"Wprost": Budka boi się, że Trzaskowski coś knuje. "W Warszawie czuje się jak w więzieniu"
Część polityków Platformy zaczyna się orientować na Rafała Trzaskowskiego, bo jest bardziej wyrazistym liderem od Borysa Budki. Nie wykluczają, że do czasu wyborów zmieni się szef partii.

– Na początku roku Platformę czeka konflikt ideowy – zapowiada polityk sympatyzujący z Rafałem Trzaskowskim. Jego zdaniem protesty Strajku Kobiet i zbliżająca się rocznica dwudziestolecia partii, będą zmuszały jej liderów do obrania kierunku, jakim dalej PO powinna podążać.

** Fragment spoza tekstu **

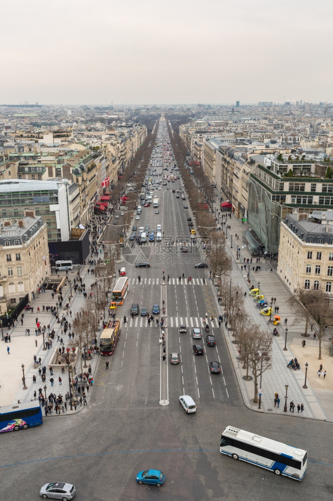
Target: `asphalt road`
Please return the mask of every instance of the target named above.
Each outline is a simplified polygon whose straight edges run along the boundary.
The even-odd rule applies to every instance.
[[[172,186],[179,187],[180,181]],[[158,193],[160,214],[152,206],[142,208],[138,223],[151,227],[161,224],[164,244],[172,237],[189,240],[184,202],[170,190]],[[73,417],[54,416],[42,426],[1,436],[1,498],[30,501],[38,497],[46,482],[64,479],[76,485],[78,501],[332,499],[332,424],[246,408],[218,328],[210,326],[216,347],[204,346],[204,356],[194,355],[192,345],[200,341],[192,339],[191,322],[196,319],[200,325],[206,312],[210,315],[215,308],[207,286],[178,283],[183,273],[186,278],[204,276],[204,270],[195,269],[192,262],[200,261],[197,250],[182,254],[176,246],[148,243],[124,250],[130,283],[139,274],[143,280],[130,285],[118,313],[128,317],[132,303],[138,302],[150,313],[154,304],[162,307],[164,298],[166,353],[178,353],[180,363],[163,363],[159,328],[140,327],[140,319],[136,327],[135,320],[123,326],[116,352],[108,359],[108,371],[106,358],[100,360],[88,408]],[[136,269],[136,260],[148,260],[150,268]],[[171,279],[166,285],[161,285],[163,270]],[[180,319],[189,325],[186,334],[178,333]],[[220,361],[222,374],[210,374],[210,360]],[[168,405],[160,404],[161,391],[167,392]],[[188,415],[180,407],[184,392],[195,400],[196,414]],[[220,434],[230,424],[307,450],[302,481],[220,454]],[[148,467],[164,473],[160,488],[136,483],[136,473]]]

– Wciąż trwają wewnętrzne dyskusje, żeby wpisać sprawy światopoglądowe do deklaracji ideowej. W kierownictwie PO jest już zgoda na związki partnerskie i poszerzenie prawa do aborcji wychodzące poza kompromis. Powstają tylko wątpliwości, czy formalizować to w zapisach deklaracji – opowiada nasz rozmówca. Nie ma jednak złudzeń, że w ostatnich miesiącach Platforma Obywatelska coraz mocniej zaznacza swój kurs w lewą stronę i z partii centrum staje się partią centro-lewicową. A to powoduje, że trwają w niej poszukiwania bardziej wyrazistego lidera. (PAP)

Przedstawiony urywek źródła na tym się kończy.